Você realmente está procurando alguma nota de 5 estrelas nesse filme? Se sim, saiba que eu só coloquei essa avaliação como 5 pra mostrar para você o quão burro você é, e todas as pessoas que acham esse filme bom são.
“G20” é a personificação do que há de mais podre no cinema atual. Não é só um filme ruim, é uma verdadeira escória de entretenimento que se alimenta da falta de senso crítico do público. Uma tentativa desastrosa de transformar uma obra de ação em um panfleto político vazio, onde a história não importa, o ritmo não importa, o elenco não importa – o que importa é lacrar a qualquer custo.
Esse filme é um show de horrores, começando com a supremacia feminista enfiada goela abaixo a todo momento. Todas as mulheres são as salvadoras do mundo, superiores em tudo, imbatíveis, e os homens? Ah, esses são apenas clichês ambulantes – fracos, burros, vilões ou figurantes sem relevância. O roteiro segue essa linha grotesca até o último segundo, completamente desprezando qualquer tentativa de equilíbrio ou profundidade.
E não é só sobre isso: o filme demoniza qualquer figura masculina, como se todos os problemas do mundo fossem causados exclusivamente pela opressão masculina. Essa narrativa é não só cansativa, mas desrespeitosa, como se quisesse apagar qualquer espaço para um homem que não seja parte do vilão. Onde está a equidade nesse discurso? Não existe. O filme está mais para doutrinação política do que para qualquer forma de arte legítima.
As cenas de ação? Um desastre. Efeitos especiais baratos, sequências de luta mal coreografadas e tão cheias de cortes rápidos que você não tem ideia do que está acontecendo. São cenas que tentam esconder o quão tosco tudo é, mas no fim, o que fica é o vazio: a incompetência de quem tenta fazer um filme de ação sem entender nada do que está fazendo. Um festival de CGI desnecessário para dar a impressão de grandiosidade, mas no fundo, só sublinha a falta de criatividade e originalidade. A trama? Frágil como vidro, quebrando a cada reviravolta forçada.

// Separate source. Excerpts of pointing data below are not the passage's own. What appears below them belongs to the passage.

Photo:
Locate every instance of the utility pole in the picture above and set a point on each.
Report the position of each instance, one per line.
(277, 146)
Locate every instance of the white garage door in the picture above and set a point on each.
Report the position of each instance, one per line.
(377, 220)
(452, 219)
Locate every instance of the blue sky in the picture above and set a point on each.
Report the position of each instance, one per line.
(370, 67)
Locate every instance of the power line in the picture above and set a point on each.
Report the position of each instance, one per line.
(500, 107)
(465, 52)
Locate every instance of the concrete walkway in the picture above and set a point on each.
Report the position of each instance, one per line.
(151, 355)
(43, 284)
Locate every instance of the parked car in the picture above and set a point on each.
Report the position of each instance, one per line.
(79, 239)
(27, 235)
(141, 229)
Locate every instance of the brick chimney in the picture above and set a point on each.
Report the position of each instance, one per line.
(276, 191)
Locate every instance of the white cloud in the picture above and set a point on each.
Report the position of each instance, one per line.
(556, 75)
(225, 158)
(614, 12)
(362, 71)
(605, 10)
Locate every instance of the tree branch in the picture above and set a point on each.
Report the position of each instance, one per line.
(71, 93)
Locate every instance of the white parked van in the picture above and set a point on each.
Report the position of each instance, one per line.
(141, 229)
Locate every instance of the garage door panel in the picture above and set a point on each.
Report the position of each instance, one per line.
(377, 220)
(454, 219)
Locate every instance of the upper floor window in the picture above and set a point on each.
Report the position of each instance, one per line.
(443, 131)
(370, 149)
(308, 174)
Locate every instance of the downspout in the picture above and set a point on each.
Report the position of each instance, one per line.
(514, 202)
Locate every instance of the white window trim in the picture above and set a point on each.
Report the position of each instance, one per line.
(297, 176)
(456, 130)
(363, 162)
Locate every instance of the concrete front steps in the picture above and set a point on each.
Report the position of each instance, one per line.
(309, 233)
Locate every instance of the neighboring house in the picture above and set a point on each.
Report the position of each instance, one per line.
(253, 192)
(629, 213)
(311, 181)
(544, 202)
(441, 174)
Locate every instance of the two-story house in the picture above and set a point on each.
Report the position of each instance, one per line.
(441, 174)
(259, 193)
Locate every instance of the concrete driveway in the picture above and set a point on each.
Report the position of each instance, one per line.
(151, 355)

E o pior? Esse filme não é só ruim por ser mal feito, é ruim por se achar inteligente, por se colocar como um marco de mudança. Mas, na realidade, ele é o cúmulo da mediocridade. A agenda política, que deveria ser algo para criar reflexão, é tão superficial e forçada, que mais parece uma tentativa desesperada de agradar a um público específico, sem se preocupar com qualidade ou relevância. É como dar um prêmio para quem mais lacra, sem se importar com o que está sendo lacrado.
Agora, o que realmente dá vergonha é perceber que esse tipo de filme está sendo considerado uma obra de importância, quando na verdade é só um festival de falácias, propaganda vazia e um insulto à inteligência do espectador. É a destruição total de tudo que o cinema representava: uma arte para contar histórias, não uma plataforma para doutrinação e vitimismo. Cada segundo desse filme é uma afronta à sétima arte, uma tentativa de reduzir um espaço de criatividade e expressão a um instrumento de pura agenda ideológica.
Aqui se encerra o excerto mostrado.